I saw the Kaiser Chiefs play live tonight. There is hardly an album that I have kept on repeat rotation longer in my life than their debut, Employment. I’m sure my sister can still pontificate fondly on the caterwauling she heard through the shared wall of our bedrooms during the height of my infatuation; I simply could not stop myself from wailing along with lead singer Ricky Wilson’s manic lyrics. Speaking of Wilson, he is a whirling tornado of symphonic destruction on the stage. He managed to break two microphone stands and possibly cripple at least one tambourine, causing Davy Jones’ ashes to flare the angriest shade of red at such abuse to his beloved instrument. It was a dream to finally see one of my favorite bands live.
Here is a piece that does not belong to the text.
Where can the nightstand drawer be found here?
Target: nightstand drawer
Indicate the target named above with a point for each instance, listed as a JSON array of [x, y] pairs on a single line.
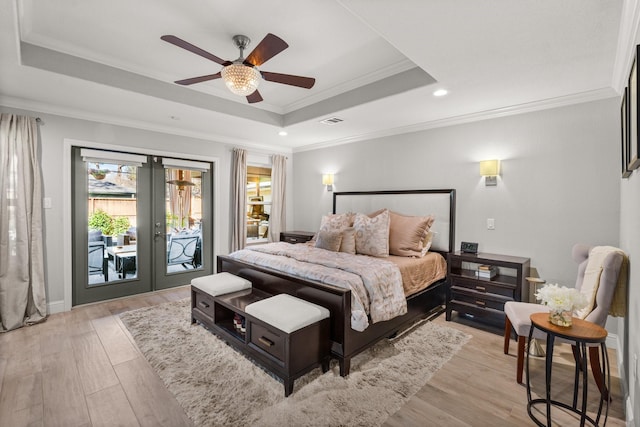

A concert is always the most exhilarating when the singer does his damndest to make the crowd feel everything in their bones, convincing them that they’re a part of the magic of the night and that without them, the band would be nothing. The Kaiser Chiefs were more than successful at this endeavor, with Ricky Wilson at one time parting the crowd, only to immerse himself in it seconds later, and climbing a ladder to run through the balcony (allowing me the chance to touch him twice as he ran past.) Likewise, I’m not sure it would be possible to find a more dedicated audience; the entire crowd was one in spirit as we sang, screamed, clapped, and laughed along.
Near the end of the concert, I took a refrain from frantically dancing and bopping along and sat down to rest during a song that I wasn’t quite as familiar with, On The Run. I latched on to the lyrics, Oh, I live for these moments/just like this one, and I began to reflect on how perfect the night had been. Earlier on, before KC went on stage, I realized that unlike previous years, I didn’t make a beeline for the stage, but for the balcony and seating. I even caught myself wishing the band would get on with it so I could go home early. For a moment, I feared that I would turn into one of those people that used to be cool but gave it all up to stay at home and watch reruns of Matlock. Once The Kaiser Chiefs began their performance, all of my fears were whisked out the window as I was reintroduced to my one true love. There is nothing like becoming one with 200+ others as you all share a common love for music.
The band renewed my love for them, if possible, stronger than before, but they also achieved something much more valuable: they brought the old me, uninhibited by worries about money, old age, and an ailing body, back to life. And that is a truly a moment to live for.